Simple ruleset for a server
Jump to navigation
Jump to search
Here's a very basic example for a web server, you can load the ruleset file with nft -f.
nftables.conf
flush ruleset
table inet firewall {
chain inbound_ipv4 {
# accepting ping (icmp-echo-request) for diagnostic purposes.
# However, it also lets probes discover this host is alive.
# This sample accepts them within a certain rate limit:
#
# icmp type echo-request limit rate 5/second accept
}
chain inbound_ipv6 {
# accept neighbour discovery otherwise connectivity breaks
#
icmpv6 type { nd-neighbor-solicit, nd-router-advert, nd-neighbor-advert } accept
# accepting ping (icmpv6-echo-request) for diagnostic purposes.
# However, it also lets probes discover this host is alive.
# This sample accepts them within a certain rate limit:
#
# icmpv6 type echo-request limit rate 5/second accept
}
chain inbound {
# By default, drop all traffic unless it meets a filter
# criteria specified by the rules that follow below.

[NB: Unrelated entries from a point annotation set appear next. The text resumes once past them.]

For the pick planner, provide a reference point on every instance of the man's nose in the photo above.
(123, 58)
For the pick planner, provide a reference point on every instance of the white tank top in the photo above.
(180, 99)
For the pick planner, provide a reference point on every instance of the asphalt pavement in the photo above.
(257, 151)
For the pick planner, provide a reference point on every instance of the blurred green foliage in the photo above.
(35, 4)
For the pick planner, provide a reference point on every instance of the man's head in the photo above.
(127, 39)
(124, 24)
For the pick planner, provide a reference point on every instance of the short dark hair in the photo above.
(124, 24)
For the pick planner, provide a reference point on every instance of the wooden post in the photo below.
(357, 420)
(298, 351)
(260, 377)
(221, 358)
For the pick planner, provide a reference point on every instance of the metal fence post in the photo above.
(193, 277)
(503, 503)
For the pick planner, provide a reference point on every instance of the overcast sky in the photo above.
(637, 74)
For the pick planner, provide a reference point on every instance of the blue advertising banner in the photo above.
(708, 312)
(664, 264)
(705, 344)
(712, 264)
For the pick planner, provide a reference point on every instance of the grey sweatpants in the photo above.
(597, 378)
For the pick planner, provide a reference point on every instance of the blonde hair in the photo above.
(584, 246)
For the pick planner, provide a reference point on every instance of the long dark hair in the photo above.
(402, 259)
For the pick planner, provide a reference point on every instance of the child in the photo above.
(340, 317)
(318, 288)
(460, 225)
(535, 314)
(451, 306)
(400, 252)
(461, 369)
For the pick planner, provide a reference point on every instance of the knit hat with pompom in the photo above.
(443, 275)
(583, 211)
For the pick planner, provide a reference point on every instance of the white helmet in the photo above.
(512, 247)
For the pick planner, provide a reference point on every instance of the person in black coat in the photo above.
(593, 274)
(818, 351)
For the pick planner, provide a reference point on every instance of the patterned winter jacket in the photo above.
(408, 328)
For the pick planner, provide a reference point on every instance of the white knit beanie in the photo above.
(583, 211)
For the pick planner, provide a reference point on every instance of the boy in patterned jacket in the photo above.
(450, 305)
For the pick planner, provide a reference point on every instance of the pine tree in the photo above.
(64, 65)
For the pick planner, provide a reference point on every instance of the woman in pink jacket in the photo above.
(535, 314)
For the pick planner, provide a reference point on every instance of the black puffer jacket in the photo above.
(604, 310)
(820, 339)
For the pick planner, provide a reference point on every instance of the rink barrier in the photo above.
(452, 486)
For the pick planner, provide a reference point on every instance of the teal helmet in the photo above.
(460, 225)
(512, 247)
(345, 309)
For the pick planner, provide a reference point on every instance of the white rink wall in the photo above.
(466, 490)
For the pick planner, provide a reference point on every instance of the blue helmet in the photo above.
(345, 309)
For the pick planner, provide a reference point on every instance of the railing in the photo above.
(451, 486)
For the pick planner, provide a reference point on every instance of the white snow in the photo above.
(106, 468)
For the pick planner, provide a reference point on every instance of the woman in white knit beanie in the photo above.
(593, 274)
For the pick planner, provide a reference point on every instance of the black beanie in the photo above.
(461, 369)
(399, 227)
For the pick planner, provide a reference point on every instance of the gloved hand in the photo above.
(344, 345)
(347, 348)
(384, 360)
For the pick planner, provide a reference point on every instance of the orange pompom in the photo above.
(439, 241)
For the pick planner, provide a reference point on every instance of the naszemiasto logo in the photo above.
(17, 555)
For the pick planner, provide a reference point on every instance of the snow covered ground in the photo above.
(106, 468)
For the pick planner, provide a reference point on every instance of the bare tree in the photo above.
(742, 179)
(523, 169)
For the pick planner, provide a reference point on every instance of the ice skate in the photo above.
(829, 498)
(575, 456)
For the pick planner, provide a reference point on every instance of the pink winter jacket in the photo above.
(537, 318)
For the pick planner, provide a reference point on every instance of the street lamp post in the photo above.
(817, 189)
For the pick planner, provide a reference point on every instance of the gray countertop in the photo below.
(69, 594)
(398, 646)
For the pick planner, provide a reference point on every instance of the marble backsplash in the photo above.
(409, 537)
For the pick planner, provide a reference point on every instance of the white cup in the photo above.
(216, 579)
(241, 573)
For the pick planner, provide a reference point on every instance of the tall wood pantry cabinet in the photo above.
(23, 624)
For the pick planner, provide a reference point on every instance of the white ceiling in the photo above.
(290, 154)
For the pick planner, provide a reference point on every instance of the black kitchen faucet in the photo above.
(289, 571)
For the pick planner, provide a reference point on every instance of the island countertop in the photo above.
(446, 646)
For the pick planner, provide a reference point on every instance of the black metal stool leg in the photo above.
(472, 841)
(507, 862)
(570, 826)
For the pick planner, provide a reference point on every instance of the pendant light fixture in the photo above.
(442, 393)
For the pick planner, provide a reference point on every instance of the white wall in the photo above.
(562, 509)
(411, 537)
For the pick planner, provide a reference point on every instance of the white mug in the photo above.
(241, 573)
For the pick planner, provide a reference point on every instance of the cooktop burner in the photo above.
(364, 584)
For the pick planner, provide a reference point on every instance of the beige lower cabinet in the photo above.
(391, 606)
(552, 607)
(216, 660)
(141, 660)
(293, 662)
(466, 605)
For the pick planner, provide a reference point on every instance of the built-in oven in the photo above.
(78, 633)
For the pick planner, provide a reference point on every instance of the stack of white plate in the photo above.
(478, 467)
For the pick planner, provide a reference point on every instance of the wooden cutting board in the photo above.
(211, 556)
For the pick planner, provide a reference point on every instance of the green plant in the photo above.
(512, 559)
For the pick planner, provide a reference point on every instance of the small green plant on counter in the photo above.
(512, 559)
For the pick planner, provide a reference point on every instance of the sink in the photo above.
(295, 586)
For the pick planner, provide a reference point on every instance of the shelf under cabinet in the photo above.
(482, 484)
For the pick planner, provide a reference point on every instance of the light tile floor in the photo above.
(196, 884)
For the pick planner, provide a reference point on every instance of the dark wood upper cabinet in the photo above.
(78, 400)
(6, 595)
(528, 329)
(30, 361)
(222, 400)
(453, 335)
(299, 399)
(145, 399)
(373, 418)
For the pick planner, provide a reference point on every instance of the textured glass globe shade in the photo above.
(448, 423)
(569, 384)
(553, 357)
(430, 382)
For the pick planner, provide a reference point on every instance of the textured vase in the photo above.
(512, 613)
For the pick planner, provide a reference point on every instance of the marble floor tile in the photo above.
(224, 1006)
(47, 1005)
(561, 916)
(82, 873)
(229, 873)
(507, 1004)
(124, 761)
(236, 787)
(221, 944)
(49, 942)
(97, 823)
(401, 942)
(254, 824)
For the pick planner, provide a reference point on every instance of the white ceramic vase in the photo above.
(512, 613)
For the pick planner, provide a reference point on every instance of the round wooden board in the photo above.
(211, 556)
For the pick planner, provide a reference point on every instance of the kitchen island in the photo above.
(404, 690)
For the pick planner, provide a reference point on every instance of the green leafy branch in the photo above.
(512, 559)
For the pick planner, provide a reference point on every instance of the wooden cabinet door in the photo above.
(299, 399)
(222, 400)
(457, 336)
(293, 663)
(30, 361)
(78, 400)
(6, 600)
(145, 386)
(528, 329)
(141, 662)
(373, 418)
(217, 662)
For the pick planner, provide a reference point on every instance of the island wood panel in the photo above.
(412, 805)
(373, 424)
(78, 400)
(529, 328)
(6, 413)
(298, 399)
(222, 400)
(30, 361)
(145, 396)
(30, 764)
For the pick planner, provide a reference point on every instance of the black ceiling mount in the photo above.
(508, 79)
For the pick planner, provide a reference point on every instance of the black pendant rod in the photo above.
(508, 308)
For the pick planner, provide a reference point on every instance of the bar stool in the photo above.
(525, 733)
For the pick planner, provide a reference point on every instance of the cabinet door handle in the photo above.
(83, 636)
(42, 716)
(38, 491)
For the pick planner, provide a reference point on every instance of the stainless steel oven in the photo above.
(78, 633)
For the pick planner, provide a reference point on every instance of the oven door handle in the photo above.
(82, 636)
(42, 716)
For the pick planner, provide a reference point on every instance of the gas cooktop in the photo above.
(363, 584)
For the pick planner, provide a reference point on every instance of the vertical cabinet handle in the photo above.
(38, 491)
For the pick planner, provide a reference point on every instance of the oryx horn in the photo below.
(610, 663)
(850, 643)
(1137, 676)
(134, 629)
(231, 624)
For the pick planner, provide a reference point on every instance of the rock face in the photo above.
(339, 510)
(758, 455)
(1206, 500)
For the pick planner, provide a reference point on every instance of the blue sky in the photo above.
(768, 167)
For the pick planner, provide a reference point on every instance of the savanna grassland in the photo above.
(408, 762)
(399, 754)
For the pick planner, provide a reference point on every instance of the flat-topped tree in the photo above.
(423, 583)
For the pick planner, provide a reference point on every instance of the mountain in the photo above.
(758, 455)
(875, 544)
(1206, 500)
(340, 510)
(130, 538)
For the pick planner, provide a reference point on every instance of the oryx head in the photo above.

type filter hook input priority 0; policy drop;
# Allow traffic from established and related packets, drop invalid
ct state vmap { established : accept, related : accept, invalid : drop }
# Allow loopback traffic.
iifname lo accept
# Jump to chain according to layer 3 protocol using a verdict map
meta protocol vmap { ip : jump inbound_ipv4, ip6 : jump inbound_ipv6 }
# Allow SSH on port TCP/22 and allow HTTP(S) TCP/80 and TCP/443
# for IPv4 and IPv6.
tcp dport { 22, 80, 443} accept
# Uncomment to enable logging of denied inbound traffic
# log prefix "[nftables] Inbound Denied: " counter drop
}
chain forward {
# Drop everything (assumes this device is not a router)
type filter hook forward priority 0; policy drop;
}
# no need to define output chain, default policy is accept if undefined.